This is a lot of code. The IVotableLayer we will need later for viewlets and browser views. Let’s add it right here. The IVotable interface is the simple marker interface. It will only be used to bind browser views and viewlets to contenttypes that provide our behavior, so no code needed.

The IVoting class is more complex, as you can see. While IVoting is just an interface, we use plone.supermodel.model.Schema for advanced dexterity features. Zope.schema provides no means for hiding fields. The directives form.omitted from plone.autoform allow us to annotate this additional information so that the autoform renderers for forms can use the additional information.
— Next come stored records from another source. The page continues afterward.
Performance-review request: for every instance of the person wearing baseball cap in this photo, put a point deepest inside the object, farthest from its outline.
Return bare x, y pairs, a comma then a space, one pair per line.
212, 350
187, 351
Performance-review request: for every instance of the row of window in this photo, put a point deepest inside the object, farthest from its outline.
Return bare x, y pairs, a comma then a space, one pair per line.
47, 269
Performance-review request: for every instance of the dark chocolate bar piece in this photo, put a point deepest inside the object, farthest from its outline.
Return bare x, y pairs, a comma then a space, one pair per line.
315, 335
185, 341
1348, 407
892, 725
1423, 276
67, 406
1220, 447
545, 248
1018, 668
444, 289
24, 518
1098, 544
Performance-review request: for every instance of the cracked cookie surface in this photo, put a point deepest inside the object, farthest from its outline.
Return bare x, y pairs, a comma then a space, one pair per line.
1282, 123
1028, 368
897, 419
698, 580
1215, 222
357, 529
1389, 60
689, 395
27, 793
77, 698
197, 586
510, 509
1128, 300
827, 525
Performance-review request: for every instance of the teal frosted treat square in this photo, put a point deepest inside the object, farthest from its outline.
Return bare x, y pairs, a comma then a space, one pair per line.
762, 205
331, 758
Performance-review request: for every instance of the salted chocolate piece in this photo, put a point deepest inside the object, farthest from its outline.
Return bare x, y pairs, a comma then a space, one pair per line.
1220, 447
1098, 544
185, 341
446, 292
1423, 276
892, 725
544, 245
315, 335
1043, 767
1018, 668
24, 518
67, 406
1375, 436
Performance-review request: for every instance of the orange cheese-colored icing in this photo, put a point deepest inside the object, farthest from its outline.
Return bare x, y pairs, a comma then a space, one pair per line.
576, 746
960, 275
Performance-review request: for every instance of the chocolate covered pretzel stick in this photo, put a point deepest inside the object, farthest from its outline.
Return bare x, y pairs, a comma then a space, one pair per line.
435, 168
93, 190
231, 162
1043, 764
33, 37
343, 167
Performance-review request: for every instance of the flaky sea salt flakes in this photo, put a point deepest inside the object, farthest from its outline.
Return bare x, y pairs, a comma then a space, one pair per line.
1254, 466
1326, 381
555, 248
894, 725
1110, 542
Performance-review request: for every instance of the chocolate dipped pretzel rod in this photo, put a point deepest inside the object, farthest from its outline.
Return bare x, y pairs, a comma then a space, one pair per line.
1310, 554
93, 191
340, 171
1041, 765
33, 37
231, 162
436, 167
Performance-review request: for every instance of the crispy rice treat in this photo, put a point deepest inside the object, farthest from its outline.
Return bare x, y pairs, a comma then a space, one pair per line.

We make this omit conditional. If we run Plone in debug mode, we will be able to see the internal data in the edit form.

We create minimal schema fields for our internal data structures. For a small test, I removed the form omitted directives and opened the edit view of a talk that uses the behavior. After seeing the ugliness, I decided that I should provide at least minimum of information. Titles and required are purely optional, but very helpful if the fields won’t be omitted, something that can be helpful when debugging the behavior. Later, when we implement the behavior, the votes and voted attributes are implemented in such a way that you can’t just modify these fields, they are read only.

Then we define the API that we are going to use in browser views and viewlets.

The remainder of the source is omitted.